Shared by @10kdiver.

A probability puzzle involving tournaments and elimination matches:

Here’s a neat probability puzzle — somewhat counter-intuitive: pic.twitter.com/QA6jxaIYFT

— 10-K Diver (@10kdiver) September 23, 2022

To begin with, a clarification: to say that Alex is the best player is to say that Alex will always win a match that he plays; and to say that Bob is the second best player is to say that Bob will win any match that he plays other than one against Alex. The puzzle asks for the probability that Bob emerges the runner up in the tournament.

This is indicated in the tweet but the crop seems to hide it.

Suppose we denote the players $\{a_1,a_2,a_3,a_4,b_1,b_2,b_3,b_4\}$, and say the players are initially matched up like so:

$$(a_1,a_2); (a_3,a_4); (b_1,b_2); (b_3,b_4),$$

and in particular we have:

• one of the quarter finals will be between $a_p$ and $a_q$ for $p \in \{1,2\}$ and $q \in \{3,4\}$,
• the quarter finals will be between $b_r$ and $b_s$ for $r \in \{1,2\}$ and $s \in \{3,4\}$, and
• the semi finals will be between an $a$-player and a $b$-player.

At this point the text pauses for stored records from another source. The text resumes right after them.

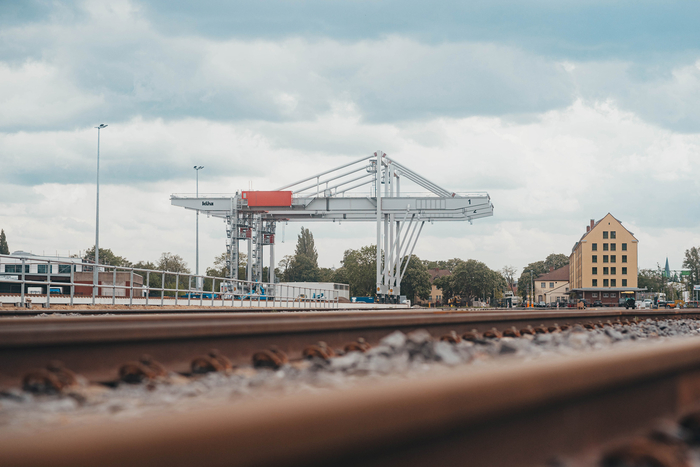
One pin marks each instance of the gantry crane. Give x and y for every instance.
(365, 190)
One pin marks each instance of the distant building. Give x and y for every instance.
(38, 269)
(436, 297)
(553, 286)
(327, 290)
(603, 263)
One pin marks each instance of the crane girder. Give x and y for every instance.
(331, 196)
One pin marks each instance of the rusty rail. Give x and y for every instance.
(96, 346)
(512, 413)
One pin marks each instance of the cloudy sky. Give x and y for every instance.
(561, 110)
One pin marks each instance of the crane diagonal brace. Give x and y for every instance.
(320, 198)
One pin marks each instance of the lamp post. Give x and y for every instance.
(95, 275)
(197, 168)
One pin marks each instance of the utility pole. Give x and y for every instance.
(95, 273)
(197, 168)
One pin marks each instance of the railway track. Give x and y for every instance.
(508, 413)
(96, 346)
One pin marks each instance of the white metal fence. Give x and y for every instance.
(62, 282)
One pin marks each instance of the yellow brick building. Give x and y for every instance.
(603, 263)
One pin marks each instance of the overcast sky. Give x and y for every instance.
(561, 110)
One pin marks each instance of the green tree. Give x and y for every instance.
(172, 263)
(4, 249)
(106, 257)
(450, 264)
(306, 246)
(359, 270)
(153, 278)
(416, 280)
(556, 261)
(304, 265)
(303, 269)
(652, 279)
(525, 282)
(326, 274)
(508, 273)
(691, 261)
(446, 286)
(284, 264)
(471, 279)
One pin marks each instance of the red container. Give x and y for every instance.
(268, 198)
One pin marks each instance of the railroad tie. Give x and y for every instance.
(213, 361)
(272, 358)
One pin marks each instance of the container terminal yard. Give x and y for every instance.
(108, 367)
(380, 234)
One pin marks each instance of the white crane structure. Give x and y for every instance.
(365, 190)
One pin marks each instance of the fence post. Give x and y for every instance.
(72, 283)
(48, 285)
(22, 302)
(114, 286)
(177, 286)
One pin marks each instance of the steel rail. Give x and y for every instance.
(510, 413)
(96, 346)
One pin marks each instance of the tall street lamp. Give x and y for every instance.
(197, 168)
(95, 276)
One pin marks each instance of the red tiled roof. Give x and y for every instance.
(435, 273)
(561, 274)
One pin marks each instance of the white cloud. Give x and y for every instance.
(546, 179)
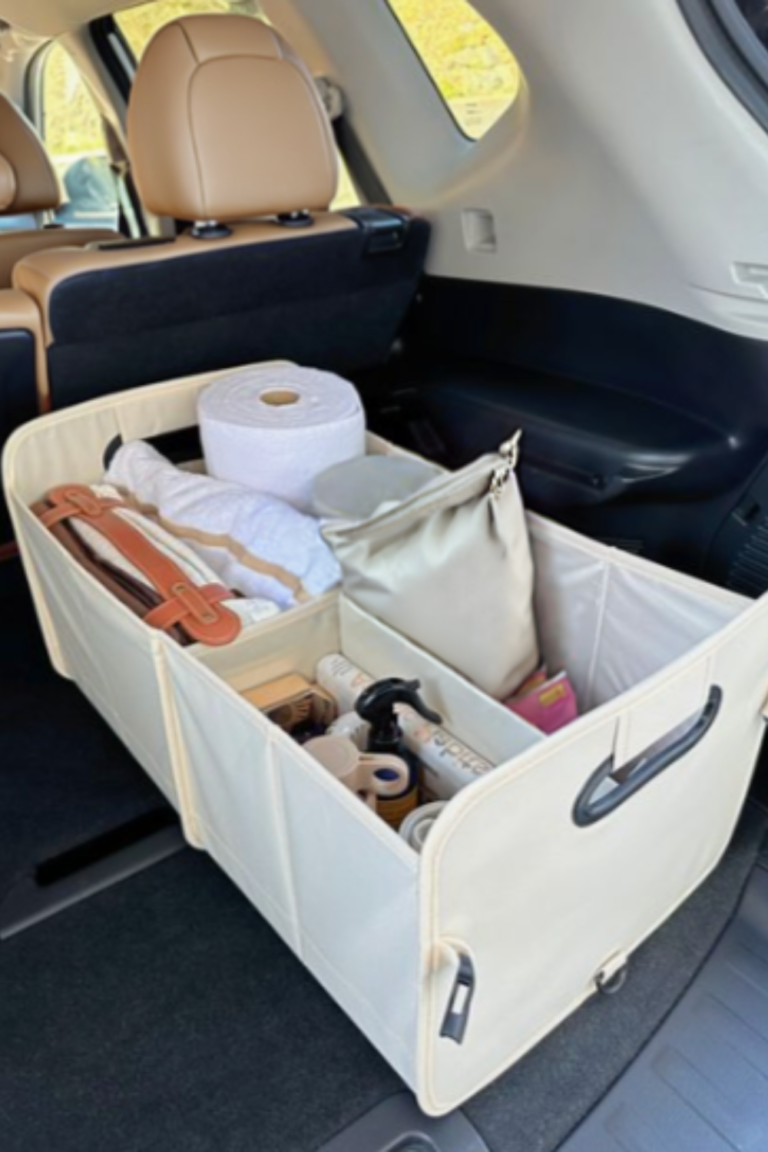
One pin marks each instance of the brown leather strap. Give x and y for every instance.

A moment’s reflection reveals that for Bob to be a runner up, he should not meet Alex in the quarter-finals or earlier. This happens if and only if:

• either Alex is one of the $a$-players and Bob is one of the $b$-players, or
• Bob is one of the $a$-players and Alex is one of the $b$-players.

From here it is a counting argument. I was distracted by some idea of symmetry and originally jumped to the conclusion that the answer is one-half. Spoiler alert: I quickly learned that it’s not!